Setting the time machine for June 20th 2011

John Titor hunting Orange wine, and IBM 5100’s

No, not that time machine, this one is a rehash of the old local Wikipeida mirror.

So sadly I didn’t keep the source files as I thought they were evergreen, and yeah turns out they are NOT. But thankfully there is a 2011 set on archive.org listed as enwiki-20110620-item-1-of-2 and enwiki-20110620-item-2-of-2. Sadly there isn’t any torrents of these files, and it seems as of today the internet archive torrent servers are dead so a direct download is needed.

Getting started

You are going to need a LOT of disk space. It’s about 10GB for the downloaded compressed data, and with the pages blown out to a database it’s ~60GB. Yes it’s massive. Also enough space for a Debian 7 VM, or a lot of your time trying to decode ancient perl. Yes it really is a write only language. I didn’t bother trying to figure out why it doesn’t work instead I used netcat and a Debian 7 VM.

Thanks to trn he suggested aria2c which did a great job of downloading stuff, although one URL at a time, but that’s fine.
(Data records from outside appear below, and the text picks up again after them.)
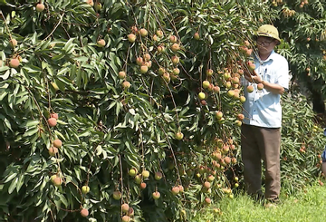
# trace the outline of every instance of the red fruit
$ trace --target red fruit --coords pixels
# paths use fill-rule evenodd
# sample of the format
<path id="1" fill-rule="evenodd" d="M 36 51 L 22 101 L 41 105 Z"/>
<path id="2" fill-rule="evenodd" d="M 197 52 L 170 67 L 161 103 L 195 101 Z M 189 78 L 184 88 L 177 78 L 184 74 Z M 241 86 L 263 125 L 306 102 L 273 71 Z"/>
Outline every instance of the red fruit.
<path id="1" fill-rule="evenodd" d="M 129 42 L 130 42 L 131 43 L 135 43 L 135 41 L 136 41 L 136 35 L 133 34 L 128 34 L 128 40 L 129 40 Z"/>
<path id="2" fill-rule="evenodd" d="M 123 71 L 119 72 L 118 77 L 119 77 L 120 79 L 124 79 L 124 78 L 126 78 L 126 72 L 123 72 Z"/>
<path id="3" fill-rule="evenodd" d="M 216 111 L 216 115 L 217 119 L 221 119 L 223 117 L 223 112 L 222 111 Z"/>
<path id="4" fill-rule="evenodd" d="M 132 26 L 132 27 L 131 27 L 131 32 L 134 33 L 134 34 L 137 34 L 137 33 L 138 33 L 138 28 L 137 28 L 137 26 Z"/>
<path id="5" fill-rule="evenodd" d="M 198 93 L 198 98 L 199 98 L 199 100 L 201 100 L 201 101 L 202 101 L 202 100 L 205 100 L 206 94 L 201 92 Z"/>
<path id="6" fill-rule="evenodd" d="M 262 91 L 262 90 L 264 89 L 264 84 L 263 84 L 263 83 L 258 83 L 258 84 L 257 84 L 257 89 L 258 89 L 259 91 Z"/>
<path id="7" fill-rule="evenodd" d="M 212 76 L 212 75 L 213 75 L 213 70 L 207 69 L 207 70 L 206 70 L 206 75 L 207 75 L 207 76 Z"/>
<path id="8" fill-rule="evenodd" d="M 144 54 L 144 58 L 145 58 L 145 61 L 149 61 L 150 60 L 150 54 L 149 53 Z"/>
<path id="9" fill-rule="evenodd" d="M 247 65 L 248 65 L 249 70 L 254 70 L 255 69 L 255 65 L 254 64 L 254 63 L 252 61 L 248 61 Z"/>
<path id="10" fill-rule="evenodd" d="M 137 173 L 138 173 L 138 170 L 135 168 L 130 169 L 129 171 L 129 175 L 130 177 L 135 177 Z"/>
<path id="11" fill-rule="evenodd" d="M 55 112 L 54 112 L 54 113 L 51 113 L 51 114 L 50 114 L 50 117 L 51 117 L 51 118 L 54 118 L 55 120 L 58 120 L 58 119 L 59 119 L 58 113 L 55 113 Z"/>
<path id="12" fill-rule="evenodd" d="M 158 37 L 162 37 L 162 36 L 163 36 L 163 32 L 162 32 L 161 30 L 158 30 L 158 31 L 157 31 L 157 35 L 158 35 Z"/>
<path id="13" fill-rule="evenodd" d="M 204 187 L 206 188 L 210 188 L 210 182 L 208 182 L 208 181 L 206 181 L 206 182 L 205 182 L 204 183 Z"/>
<path id="14" fill-rule="evenodd" d="M 213 87 L 213 91 L 214 91 L 214 92 L 217 93 L 217 92 L 220 92 L 220 88 L 217 85 L 216 85 L 216 86 Z"/>
<path id="15" fill-rule="evenodd" d="M 148 72 L 148 71 L 149 71 L 149 67 L 147 66 L 147 65 L 141 65 L 140 66 L 140 72 L 141 73 L 146 73 L 146 72 Z"/>
<path id="16" fill-rule="evenodd" d="M 140 178 L 139 175 L 135 176 L 135 183 L 136 184 L 140 184 L 141 183 L 141 178 Z"/>
<path id="17" fill-rule="evenodd" d="M 61 148 L 62 146 L 62 140 L 60 140 L 59 139 L 55 139 L 53 140 L 53 146 L 56 148 Z"/>
<path id="18" fill-rule="evenodd" d="M 178 187 L 173 187 L 171 189 L 172 194 L 177 195 L 180 192 L 180 189 Z"/>
<path id="19" fill-rule="evenodd" d="M 17 44 L 18 44 L 18 42 L 17 42 L 17 40 L 15 40 L 15 39 L 11 39 L 10 41 L 9 41 L 9 43 L 10 43 L 10 44 L 12 45 L 12 46 L 17 46 Z"/>
<path id="20" fill-rule="evenodd" d="M 242 125 L 242 121 L 239 121 L 239 120 L 236 120 L 236 121 L 235 121 L 235 125 L 237 125 L 238 127 L 241 127 L 241 125 Z"/>
<path id="21" fill-rule="evenodd" d="M 133 216 L 135 214 L 135 211 L 132 208 L 129 208 L 128 210 L 128 215 L 129 216 Z"/>
<path id="22" fill-rule="evenodd" d="M 205 198 L 205 202 L 206 202 L 206 204 L 211 204 L 212 200 L 211 200 L 210 198 Z"/>
<path id="23" fill-rule="evenodd" d="M 235 163 L 236 163 L 236 158 L 232 158 L 231 162 L 232 162 L 233 164 L 235 164 Z"/>
<path id="24" fill-rule="evenodd" d="M 137 63 L 138 65 L 142 65 L 143 63 L 144 63 L 144 60 L 143 60 L 142 57 L 138 57 L 138 58 L 136 59 L 136 63 Z"/>
<path id="25" fill-rule="evenodd" d="M 50 127 L 55 127 L 57 122 L 56 122 L 55 118 L 51 117 L 51 118 L 48 120 L 48 123 L 49 123 L 49 126 L 50 126 Z"/>
<path id="26" fill-rule="evenodd" d="M 171 35 L 170 37 L 169 37 L 169 41 L 172 43 L 177 43 L 177 36 L 176 35 Z"/>
<path id="27" fill-rule="evenodd" d="M 237 118 L 239 121 L 244 121 L 244 115 L 242 114 L 242 113 L 239 113 L 239 114 L 237 114 L 236 118 Z"/>
<path id="28" fill-rule="evenodd" d="M 231 81 L 232 81 L 232 83 L 234 83 L 234 84 L 238 84 L 240 82 L 240 80 L 238 77 L 234 77 L 234 78 L 232 78 Z"/>
<path id="29" fill-rule="evenodd" d="M 140 183 L 140 188 L 141 189 L 146 188 L 146 187 L 147 187 L 146 183 L 144 183 L 144 182 Z"/>
<path id="30" fill-rule="evenodd" d="M 208 182 L 212 182 L 214 179 L 215 179 L 215 177 L 214 177 L 213 175 L 209 175 L 209 176 L 207 177 Z"/>
<path id="31" fill-rule="evenodd" d="M 139 30 L 139 34 L 140 34 L 140 35 L 142 36 L 142 37 L 145 37 L 145 36 L 147 36 L 148 35 L 148 31 L 146 30 L 146 29 L 144 29 L 144 28 L 141 28 L 140 30 Z"/>
<path id="32" fill-rule="evenodd" d="M 164 45 L 158 45 L 158 53 L 164 53 L 164 52 L 165 52 L 165 47 L 164 47 Z"/>
<path id="33" fill-rule="evenodd" d="M 11 59 L 9 62 L 9 66 L 11 68 L 18 68 L 20 63 L 18 59 Z"/>
<path id="34" fill-rule="evenodd" d="M 242 96 L 240 96 L 239 100 L 242 103 L 244 103 L 245 101 L 245 97 L 242 95 Z"/>
<path id="35" fill-rule="evenodd" d="M 44 8 L 45 8 L 45 6 L 44 6 L 44 5 L 43 4 L 42 4 L 42 3 L 39 3 L 39 4 L 37 4 L 36 5 L 36 7 L 35 7 L 35 9 L 36 9 L 36 12 L 43 12 L 43 10 L 44 10 Z"/>
<path id="36" fill-rule="evenodd" d="M 223 148 L 222 148 L 222 151 L 223 153 L 226 153 L 230 150 L 230 148 L 228 145 L 224 145 Z"/>
<path id="37" fill-rule="evenodd" d="M 174 43 L 171 45 L 171 50 L 176 53 L 177 51 L 180 50 L 180 45 L 178 43 Z"/>
<path id="38" fill-rule="evenodd" d="M 176 133 L 176 139 L 178 140 L 181 140 L 183 139 L 183 133 L 178 131 Z"/>
<path id="39" fill-rule="evenodd" d="M 172 56 L 171 60 L 174 65 L 177 65 L 180 62 L 179 57 L 177 57 L 177 55 Z"/>
<path id="40" fill-rule="evenodd" d="M 226 163 L 226 164 L 230 164 L 231 163 L 231 158 L 229 158 L 229 157 L 225 157 L 225 162 Z"/>
<path id="41" fill-rule="evenodd" d="M 229 91 L 227 92 L 227 95 L 228 95 L 229 97 L 234 97 L 234 96 L 235 96 L 235 91 L 229 90 Z"/>
<path id="42" fill-rule="evenodd" d="M 86 4 L 90 5 L 91 6 L 94 6 L 93 0 L 86 0 Z"/>
<path id="43" fill-rule="evenodd" d="M 125 215 L 122 217 L 121 220 L 122 220 L 122 222 L 129 222 L 130 217 L 129 217 L 128 215 Z"/>
<path id="44" fill-rule="evenodd" d="M 125 82 L 122 82 L 122 88 L 124 90 L 128 90 L 129 88 L 130 88 L 130 86 L 131 86 L 131 84 L 128 81 L 125 81 Z"/>
<path id="45" fill-rule="evenodd" d="M 214 158 L 215 159 L 217 159 L 217 160 L 221 159 L 221 158 L 222 158 L 221 152 L 220 152 L 220 151 L 215 151 L 215 152 L 213 153 L 213 158 Z"/>
<path id="46" fill-rule="evenodd" d="M 122 212 L 124 212 L 124 213 L 129 212 L 129 204 L 122 204 L 122 205 L 121 205 L 121 210 L 122 210 Z"/>
<path id="47" fill-rule="evenodd" d="M 54 178 L 52 181 L 55 187 L 60 187 L 62 184 L 62 179 L 59 177 Z"/>
<path id="48" fill-rule="evenodd" d="M 88 209 L 82 208 L 82 209 L 81 210 L 81 215 L 82 215 L 82 217 L 86 217 L 89 215 Z"/>
<path id="49" fill-rule="evenodd" d="M 144 169 L 144 170 L 141 172 L 141 175 L 143 176 L 143 179 L 148 179 L 148 178 L 149 178 L 149 171 Z"/>
<path id="50" fill-rule="evenodd" d="M 105 40 L 104 39 L 100 39 L 98 42 L 97 42 L 97 46 L 99 47 L 104 47 L 105 46 Z"/>
<path id="51" fill-rule="evenodd" d="M 54 157 L 55 154 L 57 154 L 57 153 L 58 153 L 58 149 L 56 147 L 50 147 L 49 148 L 50 156 Z"/>
<path id="52" fill-rule="evenodd" d="M 116 199 L 116 200 L 119 200 L 121 198 L 122 195 L 120 191 L 114 191 L 113 194 L 113 198 Z"/>
<path id="53" fill-rule="evenodd" d="M 155 191 L 152 194 L 153 199 L 158 199 L 160 198 L 160 193 L 158 191 Z"/>
<path id="54" fill-rule="evenodd" d="M 253 53 L 253 49 L 247 49 L 247 50 L 245 51 L 245 55 L 246 55 L 246 56 L 250 56 L 252 53 Z"/>
<path id="55" fill-rule="evenodd" d="M 200 103 L 201 103 L 203 106 L 207 105 L 207 101 L 200 101 Z"/>
<path id="56" fill-rule="evenodd" d="M 206 80 L 206 81 L 203 82 L 203 88 L 204 89 L 207 89 L 209 87 L 209 85 L 210 85 L 210 82 Z"/>
<path id="57" fill-rule="evenodd" d="M 161 172 L 156 172 L 154 178 L 156 180 L 159 180 L 163 178 L 163 174 Z"/>
<path id="58" fill-rule="evenodd" d="M 178 75 L 179 73 L 180 73 L 180 70 L 178 68 L 174 68 L 173 69 L 173 74 Z"/>
<path id="59" fill-rule="evenodd" d="M 156 34 L 154 34 L 152 38 L 153 38 L 153 41 L 154 41 L 154 42 L 157 42 L 157 41 L 158 40 L 158 35 L 156 35 Z"/>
aria2c -x 16 -s 16 -j 16 <<URL>>

I downloaded the following files:

  • enwiki-20110620-all-titles-in-ns0.gz
  • enwiki-20110620-category.sql.gz
  • enwiki-20110620-categorylinks.sql.gz
  • enwiki-20110620-externallinks.sql.gz
  • enwiki-20110620-flaggedpages.sql.gz
  • enwiki-20110620-flaggedrevs.sql.gz
  • enwiki-20110620-image.sql.gz
  • enwiki-20110620-imagelinks.sql.gz
  • enwiki-20110620-interwiki.sql.gz
  • enwiki-20110620-iwlinks.sql.gz
  • enwiki-20110620-langlinks.sql.gz
  • enwiki-20110620-oldimage.sql.gz
  • enwiki-20110620-page.sql.gz
  • enwiki-20110620-pagelinks.sql.gz
  • enwiki-20110620-pages-articles.xml.bz2
  • enwiki-20110620-pages-logging.xml.gz
  • enwiki-20110620-page_props.sql.gz
  • enwiki-20110620-page_restrictions.sql.gz
  • enwiki-20110620-protected_titles.sql.gz
  • enwiki-20110620-redirect.sql.gz
  • enwiki-20110620-site_stats.sql.gz
  • enwiki-20110620-templatelinks.sql.gz
  • enwiki-20110620-user_groups.sql.gz

although the bulk of what you want as a single file is enwiki-20110620-pages-articles.xml.bz2, which is 7.5 GB, downloading the rest of the files is another 10GB rouding this out to 17.5GB of files to download. Yikes!

MySQL on WSLv2

I’m using Ubuntu 20.04 LTS on Windows 11, so adding MySQL is done via the MariaDB version with a simple apt-get install:

apt-get install mariadb-server mariadb-common mariadb-client mariadb-common

Installing MySQL is kind of easy although it will need to be setup to assign the pid file to the right place and set so it can write to it:

mkdir -p /var/run/mysqld
chown mysql:mysql /var/run/mysqld

Otherwise you’ll get this:

[ERROR] mysqld: Can't create/write to file '/var/run/mysqld/mysqld.pid' (Errcode: 2 "No such file or directory")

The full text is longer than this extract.